Die kleine Hauptstadt der Malediven ist immer ein Bootstrip wert
Male. Die Uhren ticken anders auf den Malediven. Spätestens nach drei Tagen Inselfeeling zeigt sich, daß Langsamkeit oberste Priorität hat. Nach Tauch- und Verwöhnprogrammen in den Schmuckresorts auf den Atollen ist Abwechselung angesagt. Der Trip in die 100. 000- Einwohner-„Metropole“ Male lohnt immer.
Yasaar Mohamed begrüßt am Marine Drive mit breitem Lachen
„Willkommen in der kleinsten Hauptstadt der Welt“ Ein Guide zum Anfassen ist Yasaar. Hier kennt er sich bestens aus. Schließlich ist der Familienvater in Male geboren und lebt dort, seit er denken kann. Durch wuselige Gassen mit lebhaftem Handelslärm und geschäftigem Treiben führt sein Weg geradewegs zur Freitagsmoschee. Das 40 Meter hohe Minaret und die goldene Kuppel verleihen der Gebetsstätte Majestätisches. 5.000 Gläubige haben in der mit wertvollen Schnitzereien verzierten Gebetshalle Platz. Gebetet wird fünf Mal am Tag, streng nach Geschlechtern getrennt. 1984 wurde die Moschee gebaut. Das Geschenk der islamischen Bruderstaaten soll seinerzeit sieben Millionen US Dollar verschlungen haben, weiß Yasaar. Ein Blick ins Innere ist nur ausßerhalb der Gebetszeiten gestattet.
Gleich gegenüber wartet der Sultanspark, eine kleine Grünanlage mit Male’s einzigem Museum. Hier finden sich Relikte und Schiffsmoddelle aus maledivischer Vorzeit. So diverse Steinfragmente, die laut Forscher belegen, daß auf den Inseln im Indischen Ozean vor dem Islam der Buddhismus seine Anhänger hatte. Auch auf dem Friedhof nebenan geben verwitterte Grabplatten und verzierte Steinmonumente Einblicke in Geschichte und Tradition der der Insulaner.

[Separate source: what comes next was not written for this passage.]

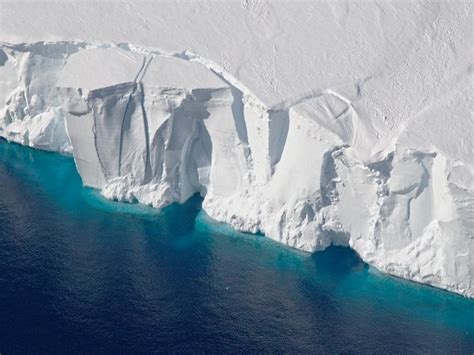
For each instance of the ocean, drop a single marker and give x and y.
(80, 274)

Von Soldaten streng bewacht, versteckt sich hinter üppig blühender Blumenpracht Males Präsidentenpalast, der inzwischen ausschließlich Staatsgäste aus aller Herren Länder beherbergt und für repräsentative Zwecke genutzt wird.
Zurück am Hafen auf der Uferpromenade am Marine Drive hat uns das Alltagsleben der Inselhauptstadt wieder eingeholt. Den quirligen Obst- und Gemüsemarkt, auf dem von früh bis spät um Bananen, Papayas, Mangos und Brotfrüchten gefeilscht wird, läßt Guide Yasaar bei keiner seiner Touren aus. Zu verführerisch sind wohlfeile Gerüche rund um Gewürznelken, Limetten und Kokusnußsirup. Was das Meer hergibt, riecht anders: Der Fischmarkt gegenüber berstet vor fangfrischem Meeresetier aller Größenordnungen. Vor allem Thunfisch, Makrele, Schnapper und Barsch wechseln die Besitzer gegen ein paar Rufiya-Bündel.
Anschließend tut Erholung not. In einer kleinen Stube über der Fischhalle verkostet Restaurantbetreiber Shabiia seine Gäste mit „short eats“,kleinen tapasartigen Gerichten und Pastetchen. Die Airkondition ist hochgedreht, der abgedunkelte Raum an diesem späten Nachmittag fast leer. Wir lassen uns die Spezialität des Hauses schmecken: Winzige Teigtaschen, gefüllt mit chiligewürztem Fleisch und Fisch.